# Should I bleach my Holey rock?



## Hawks (Feb 7, 2008)

I just picked up a bunch of Holey rock from a guy for a decent price. The only problem with the rock is that portions of each rock have turned a darker green from algea. What would be the best way to get the rock back to white?

I tried boiling the rock, but it doesn't seem to be working too well. Should I add a little bleach to the water I am boiling the rock in then try to clean off the bleach?
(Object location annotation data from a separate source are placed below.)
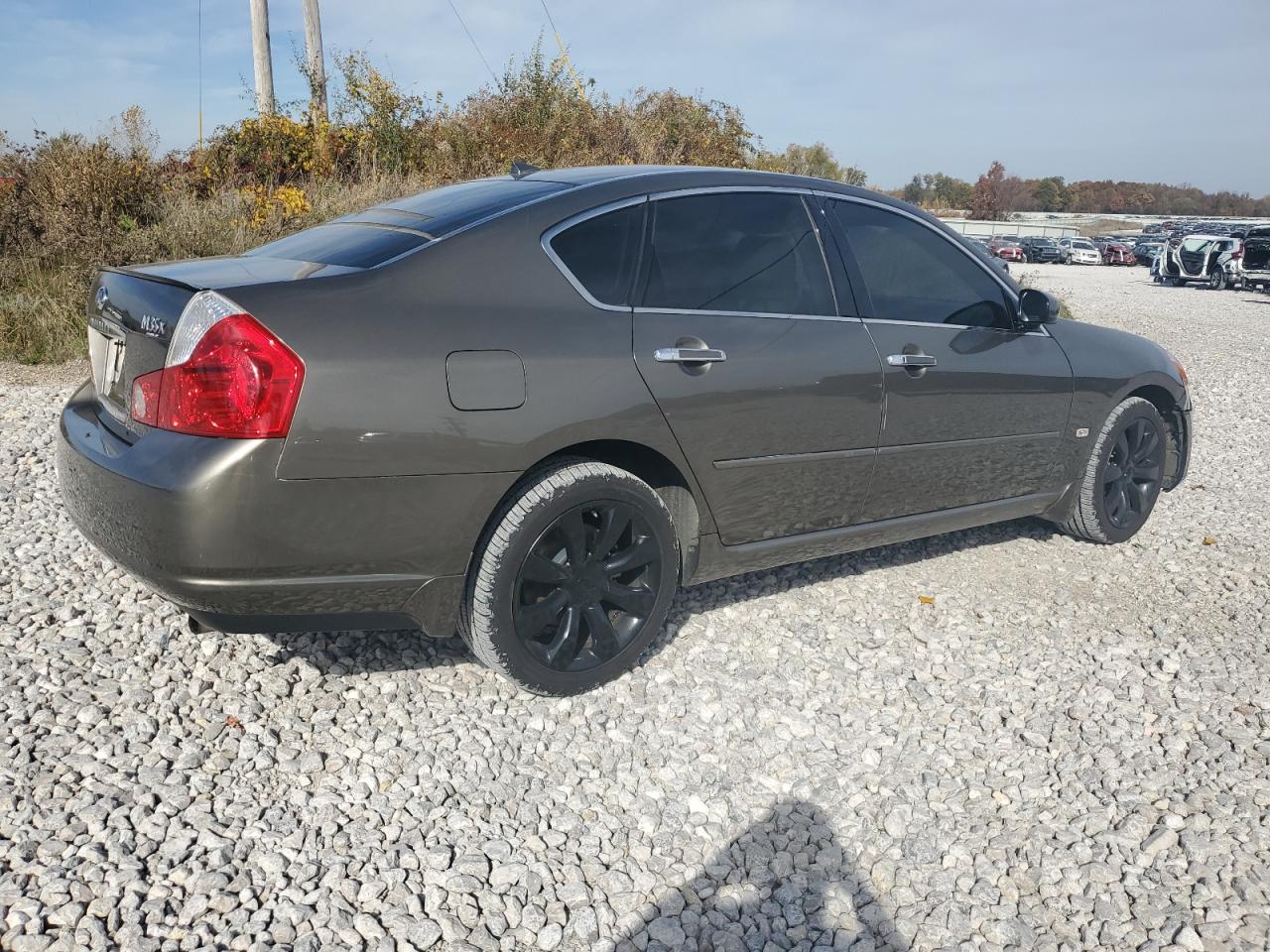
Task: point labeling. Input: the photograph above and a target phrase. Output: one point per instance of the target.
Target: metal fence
(987, 229)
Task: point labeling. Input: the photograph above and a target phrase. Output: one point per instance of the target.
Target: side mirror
(1037, 307)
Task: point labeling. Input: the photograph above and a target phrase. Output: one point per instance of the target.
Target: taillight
(226, 376)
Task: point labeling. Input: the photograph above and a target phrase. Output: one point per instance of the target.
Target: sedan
(530, 408)
(1079, 252)
(1008, 250)
(1116, 253)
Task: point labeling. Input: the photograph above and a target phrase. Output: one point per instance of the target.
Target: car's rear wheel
(572, 578)
(1121, 477)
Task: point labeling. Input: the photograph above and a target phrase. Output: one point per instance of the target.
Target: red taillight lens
(145, 398)
(238, 381)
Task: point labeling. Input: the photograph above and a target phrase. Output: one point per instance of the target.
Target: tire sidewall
(527, 667)
(1137, 411)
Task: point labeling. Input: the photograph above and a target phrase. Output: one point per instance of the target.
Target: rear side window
(746, 252)
(601, 253)
(915, 275)
(349, 245)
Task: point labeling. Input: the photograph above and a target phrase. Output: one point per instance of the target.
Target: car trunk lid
(130, 324)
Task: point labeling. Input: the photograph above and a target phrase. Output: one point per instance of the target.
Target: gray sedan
(530, 408)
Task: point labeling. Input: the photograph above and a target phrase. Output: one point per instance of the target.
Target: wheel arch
(1178, 452)
(689, 513)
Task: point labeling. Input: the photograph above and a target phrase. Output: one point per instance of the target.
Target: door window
(740, 252)
(915, 275)
(601, 253)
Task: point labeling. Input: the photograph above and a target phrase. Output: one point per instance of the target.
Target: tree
(815, 160)
(997, 194)
(1051, 194)
(938, 190)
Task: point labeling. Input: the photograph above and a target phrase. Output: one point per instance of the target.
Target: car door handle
(911, 361)
(689, 354)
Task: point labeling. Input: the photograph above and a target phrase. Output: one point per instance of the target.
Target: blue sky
(1078, 87)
Thanks for the advice in advance.


----------



## BoostedX (Mar 1, 2009)

I would put it in a tub with bleach water for a day then scrub it with a brush. I did that with my limestone and MOST of the green came off of it. Just make sure you get all the bleach off of the rock before you add it to ur tank. GL


----------



## nauTik (Mar 18, 2009)

yup bleach will make scrubbing off the algae much much easier. Just make sure to rinse/soak it in heavy dechlorinated water and let it air dry.


----------



## Buddy.08 (Apr 26, 2007)

Also, vinegar makes a good alternative to cleaning and its much safer. Just make sure to rinse it well like you would with bleach.


----------



## edouthirt (Jan 22, 2008)

I had holey rock for a long time and I would pull them out of the tank every couple of months for a bleach bath. I would let them soak in a rubbermaid tub with bleach and water for 24 hours, then pull them out, spray them down with the spray jet attachment from my garden hose to get all the dead hair algae off, and then let them soak in a (different) rubbermaid tub with a 3X the regular dose of dechlorinator solution for 24 hours. When I pulled them out, they were always ready to go back in the tank, bone white! Super easy!


----------



## Hawks (Feb 7, 2008)

Thanks for the advise. The bleach worked well, I used bleach and boiled it at the same time within about 10 mins. they were super white. I didn't even have to scrub it at all. :thumb:


----------



## edouthirt (Jan 22, 2008)

Yeah, I used to be scared to use bleach for obvious reasons, but when I read that a hefty dose of dechlorinator will take care of it, i've been doing it ever since. takes all the guesswork out of cleaning rocks!! :thumb:


----------



## ak3mi (Nov 26, 2008)

arggg algae...i have white rock in my tank and after a few weeks gets hit with the start of algae. but i take my rocks out or some of them and place them in the sun, for a few days then wash them off. pure white again. done it for years, no boiling no bleaching pure sun. ofc if there no sun it no works ^^


----------